Le as if views di Dick sembrano prevedere che, attraverso il contributo delle singole intelligenze particolari, l’“intelligenza collettiva” costituirà un mezzo per la coscienza dispersa di ricongiungersi con se stessa, “non soltanto collegando gli abitanti del pianeta in una specie di città universale […], ma facendo convergere tutte le azioni umane” e rendendo la cultura un “unico tessuto urbano, economico, ipertestuale, cognitivo, tecno-scientifico, affettivo, un “luogo virtuale” in cui confluiscono le “scoperte di tutti i tempi”, le “invenzioni di ogni luogo” (Lévy, 2001) e i miti di ogni civiltà. Il dickiano VALIS è come il “Dio del Progresso e dell’Evoluzione”, il quale non è più la figura storica umano-divina descritta e tramandata dal racconto evangelico, bensì è identificabile con l’Uno che è presente nella pluralità della Materia e la conduce verso l’unione di Vita e Coscienza.

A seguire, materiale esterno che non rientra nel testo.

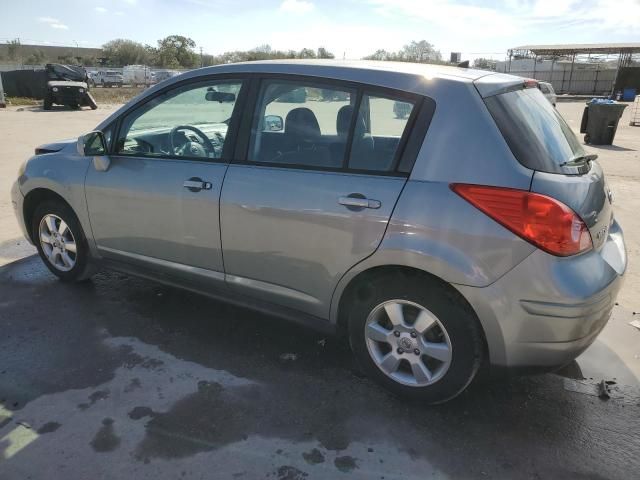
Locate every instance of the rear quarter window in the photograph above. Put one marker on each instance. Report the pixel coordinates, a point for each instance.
(536, 133)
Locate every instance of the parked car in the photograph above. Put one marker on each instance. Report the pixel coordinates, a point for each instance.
(67, 85)
(162, 75)
(548, 92)
(430, 254)
(107, 78)
(137, 75)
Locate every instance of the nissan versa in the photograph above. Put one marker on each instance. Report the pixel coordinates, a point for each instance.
(473, 228)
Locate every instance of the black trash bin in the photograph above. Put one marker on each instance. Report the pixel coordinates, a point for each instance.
(600, 121)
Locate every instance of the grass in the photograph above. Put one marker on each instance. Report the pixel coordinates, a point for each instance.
(22, 101)
(110, 96)
(103, 96)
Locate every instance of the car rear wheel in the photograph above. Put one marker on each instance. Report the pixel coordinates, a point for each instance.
(61, 242)
(415, 336)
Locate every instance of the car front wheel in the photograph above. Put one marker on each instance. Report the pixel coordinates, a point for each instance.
(415, 336)
(61, 242)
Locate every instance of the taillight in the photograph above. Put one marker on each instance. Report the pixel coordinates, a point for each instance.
(543, 221)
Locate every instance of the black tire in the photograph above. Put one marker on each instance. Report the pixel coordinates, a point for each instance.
(83, 269)
(451, 310)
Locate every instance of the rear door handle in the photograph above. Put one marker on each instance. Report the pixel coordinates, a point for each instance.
(359, 202)
(196, 184)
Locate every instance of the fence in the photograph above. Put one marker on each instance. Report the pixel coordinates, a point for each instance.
(580, 82)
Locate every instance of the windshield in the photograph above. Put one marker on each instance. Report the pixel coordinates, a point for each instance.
(536, 133)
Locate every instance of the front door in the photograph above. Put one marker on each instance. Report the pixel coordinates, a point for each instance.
(313, 199)
(157, 203)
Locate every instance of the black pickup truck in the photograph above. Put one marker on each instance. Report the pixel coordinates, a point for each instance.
(67, 85)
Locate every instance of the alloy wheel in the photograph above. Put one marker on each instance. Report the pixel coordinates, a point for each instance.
(408, 343)
(57, 242)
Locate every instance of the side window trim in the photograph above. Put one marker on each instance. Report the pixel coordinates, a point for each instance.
(228, 147)
(408, 148)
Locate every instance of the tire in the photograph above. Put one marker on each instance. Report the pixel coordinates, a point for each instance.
(453, 333)
(78, 266)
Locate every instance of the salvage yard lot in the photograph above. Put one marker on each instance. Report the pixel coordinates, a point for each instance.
(136, 380)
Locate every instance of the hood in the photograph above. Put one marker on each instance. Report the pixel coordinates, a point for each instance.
(55, 83)
(56, 146)
(57, 71)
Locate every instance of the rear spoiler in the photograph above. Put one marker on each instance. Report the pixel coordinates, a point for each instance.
(499, 83)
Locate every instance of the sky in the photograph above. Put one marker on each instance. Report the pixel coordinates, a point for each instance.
(348, 28)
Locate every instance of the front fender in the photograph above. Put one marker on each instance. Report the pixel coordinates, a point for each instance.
(62, 173)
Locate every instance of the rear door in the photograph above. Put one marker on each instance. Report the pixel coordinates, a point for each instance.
(307, 203)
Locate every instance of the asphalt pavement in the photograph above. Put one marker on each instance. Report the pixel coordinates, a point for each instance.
(124, 378)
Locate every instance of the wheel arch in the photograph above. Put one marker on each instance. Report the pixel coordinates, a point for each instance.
(354, 285)
(36, 197)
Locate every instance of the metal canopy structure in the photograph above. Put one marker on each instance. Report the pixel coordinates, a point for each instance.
(578, 49)
(581, 53)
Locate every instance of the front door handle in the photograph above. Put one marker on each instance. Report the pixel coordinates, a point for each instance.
(196, 184)
(359, 202)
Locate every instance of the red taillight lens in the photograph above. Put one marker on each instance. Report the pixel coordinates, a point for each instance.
(543, 221)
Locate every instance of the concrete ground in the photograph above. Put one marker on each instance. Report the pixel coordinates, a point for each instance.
(125, 378)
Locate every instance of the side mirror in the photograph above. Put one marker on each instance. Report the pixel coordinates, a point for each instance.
(220, 97)
(273, 123)
(92, 144)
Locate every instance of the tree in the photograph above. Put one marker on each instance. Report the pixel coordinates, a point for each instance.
(484, 63)
(122, 52)
(36, 58)
(177, 51)
(324, 53)
(306, 53)
(380, 55)
(418, 52)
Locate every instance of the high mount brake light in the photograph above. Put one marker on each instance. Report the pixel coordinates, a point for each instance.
(541, 220)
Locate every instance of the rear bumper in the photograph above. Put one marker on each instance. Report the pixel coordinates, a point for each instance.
(548, 310)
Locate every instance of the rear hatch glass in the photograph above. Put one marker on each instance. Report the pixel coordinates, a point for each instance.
(536, 133)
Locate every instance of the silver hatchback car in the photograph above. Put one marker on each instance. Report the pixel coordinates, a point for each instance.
(472, 228)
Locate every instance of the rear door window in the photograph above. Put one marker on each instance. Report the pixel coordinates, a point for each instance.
(380, 125)
(536, 133)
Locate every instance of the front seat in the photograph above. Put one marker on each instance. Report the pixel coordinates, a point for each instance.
(301, 140)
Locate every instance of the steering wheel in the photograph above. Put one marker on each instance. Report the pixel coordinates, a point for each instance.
(194, 149)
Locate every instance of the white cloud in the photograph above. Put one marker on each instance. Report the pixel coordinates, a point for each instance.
(48, 20)
(296, 6)
(53, 23)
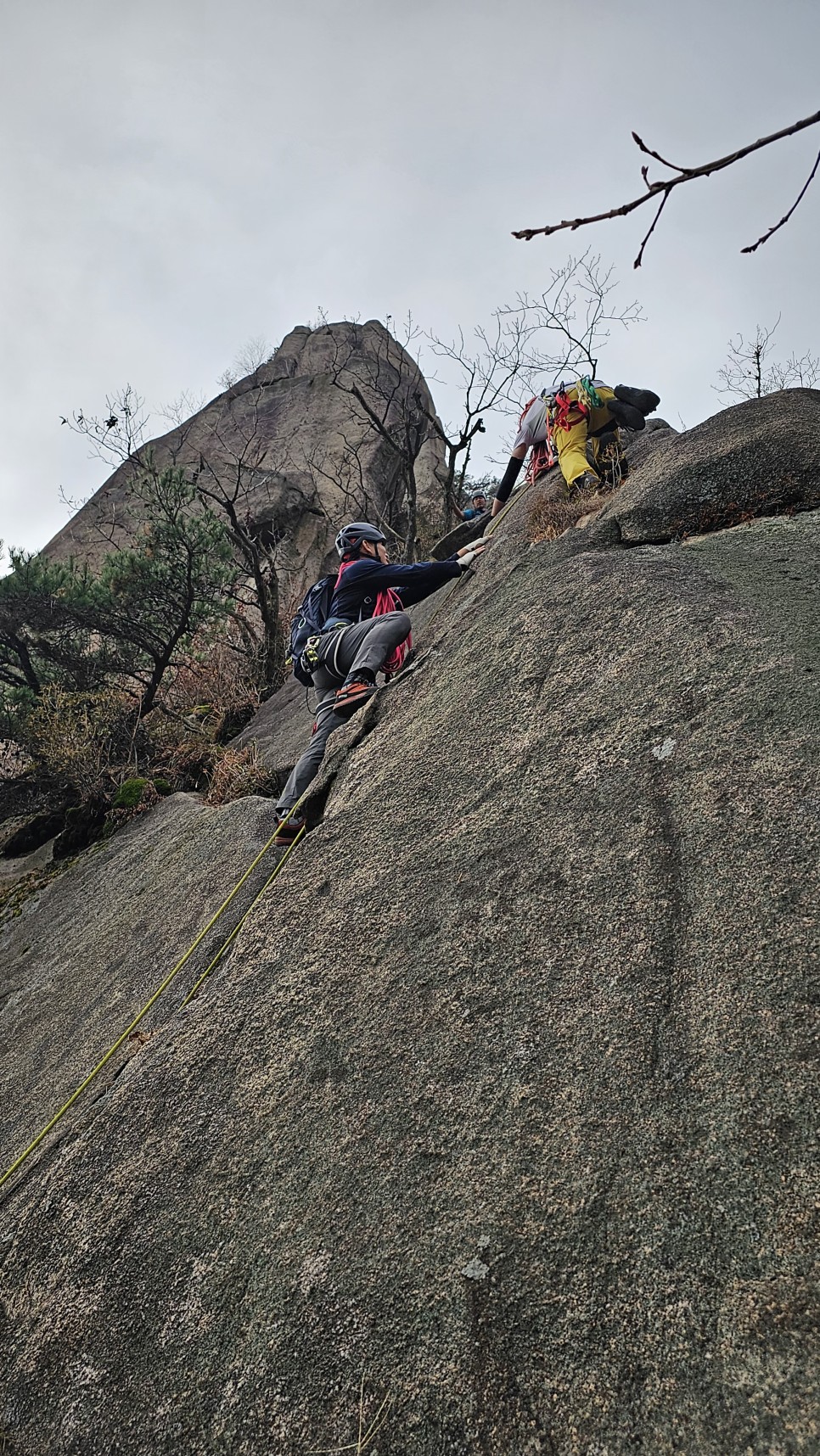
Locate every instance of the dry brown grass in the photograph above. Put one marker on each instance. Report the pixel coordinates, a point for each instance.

Sia Teilhard de Chardin sia Dick sottolineano come l’aspirazione al superamento di sterili dicotomie sottenda l’emergenza di facoltà imprevedibili nei sistemi materiali che raggiungono elevati livelli di complessità: “Nessuno spirito […] esiste, né potrebbe esistere per costruzione, senza un molteplice che gli sia associato, non più di un centro senza la sua sfera o la sua circonferenza. Non vi sono concretamente la Materia e lo Spirito, ma esiste soltanto una materia che diventa Spirito”, sino a formare, con la molteplicità correlata dei pensieri individuali, “un unico Spirito della Terra” (Teilhard de Chardin, 1997) che innalza la Materia. Ed è sull’inscindibile connubio di pensiero e sostanza che si fonda la profetica rappresentazione, filosofica e letteraria, di una cosmologia matematizzante riorientata dalla trascendenza della divinità all’immanenza del sapere ciberspaziale, il quale risulta costantemente presente ovunque cresca la vita, altamente permeabile al proliferare di inedite potenzialità e ineludibilmente arricchito da un portato escatologico carico di promesse d’immortalità.